I'm also disappointed with Bronson's ability to lie with statistics.   By thrid grade, 73% of the children who tested as gifted in kintergarden will not be tested as gifted in 3rd grade.   Let me rephrase this so it is not lying with statistics.   Because of the "regression to the mean" phenomenon that affects all tests of this nature, 73% of children scoring 98% or above would score 97% or below on the next test.  Big deal.  As Bronson points out in chapter eight, "children who were above average in IQ and excutive functioning (concentration and self control) were 300% more likely to do well in math class than children who just had a high IQ alone."   In other words, by 3rd grade, or high school, IQ takes a back seat to other traits, like motivation, creativity, and work ethic.  How do we determine if these children have this trait at age 4 or 5?  Watch them concetrate on an abilities test.

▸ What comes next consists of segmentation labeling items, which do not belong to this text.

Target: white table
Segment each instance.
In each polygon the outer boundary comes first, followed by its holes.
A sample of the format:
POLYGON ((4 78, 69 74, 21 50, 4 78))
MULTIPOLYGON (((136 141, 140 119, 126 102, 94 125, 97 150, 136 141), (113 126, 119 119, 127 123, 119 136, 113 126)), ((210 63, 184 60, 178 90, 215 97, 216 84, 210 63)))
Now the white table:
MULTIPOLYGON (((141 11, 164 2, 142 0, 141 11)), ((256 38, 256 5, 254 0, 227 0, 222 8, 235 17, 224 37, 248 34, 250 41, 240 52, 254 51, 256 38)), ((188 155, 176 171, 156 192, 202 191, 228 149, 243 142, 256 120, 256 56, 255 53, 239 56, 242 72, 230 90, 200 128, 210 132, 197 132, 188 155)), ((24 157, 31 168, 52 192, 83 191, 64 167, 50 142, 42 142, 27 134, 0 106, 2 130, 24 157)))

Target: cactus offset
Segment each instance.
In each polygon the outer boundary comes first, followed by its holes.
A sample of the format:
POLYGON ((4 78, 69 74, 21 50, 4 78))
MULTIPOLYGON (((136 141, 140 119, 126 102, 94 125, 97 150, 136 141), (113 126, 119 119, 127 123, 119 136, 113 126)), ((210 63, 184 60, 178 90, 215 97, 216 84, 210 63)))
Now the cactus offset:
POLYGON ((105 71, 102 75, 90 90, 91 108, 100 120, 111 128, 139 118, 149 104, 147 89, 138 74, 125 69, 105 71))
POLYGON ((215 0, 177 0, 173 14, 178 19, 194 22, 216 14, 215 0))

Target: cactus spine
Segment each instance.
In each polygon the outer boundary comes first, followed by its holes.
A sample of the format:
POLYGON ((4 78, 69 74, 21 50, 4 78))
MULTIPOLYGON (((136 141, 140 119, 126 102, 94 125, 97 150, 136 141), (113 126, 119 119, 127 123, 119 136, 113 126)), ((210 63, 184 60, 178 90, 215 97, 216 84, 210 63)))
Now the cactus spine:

For the school, this is critical.  If they loose this group, they risk spiraling downward.

For a parent, it has a few implications.  The biggest problem with these tests is the variability from one day to the next in a single child's performance on a test.   It can be a 24 month range in intelligence.   (Your 5 year old could have such a bad day he performs like a 3 year old).  You've got to take that out of the equation.  I should write about that some day.

The other implication, for those who read this far, is more cynical.  If you understand this program as putting kids in a single classroom who can pass a test, then it takes on a whole new meaning.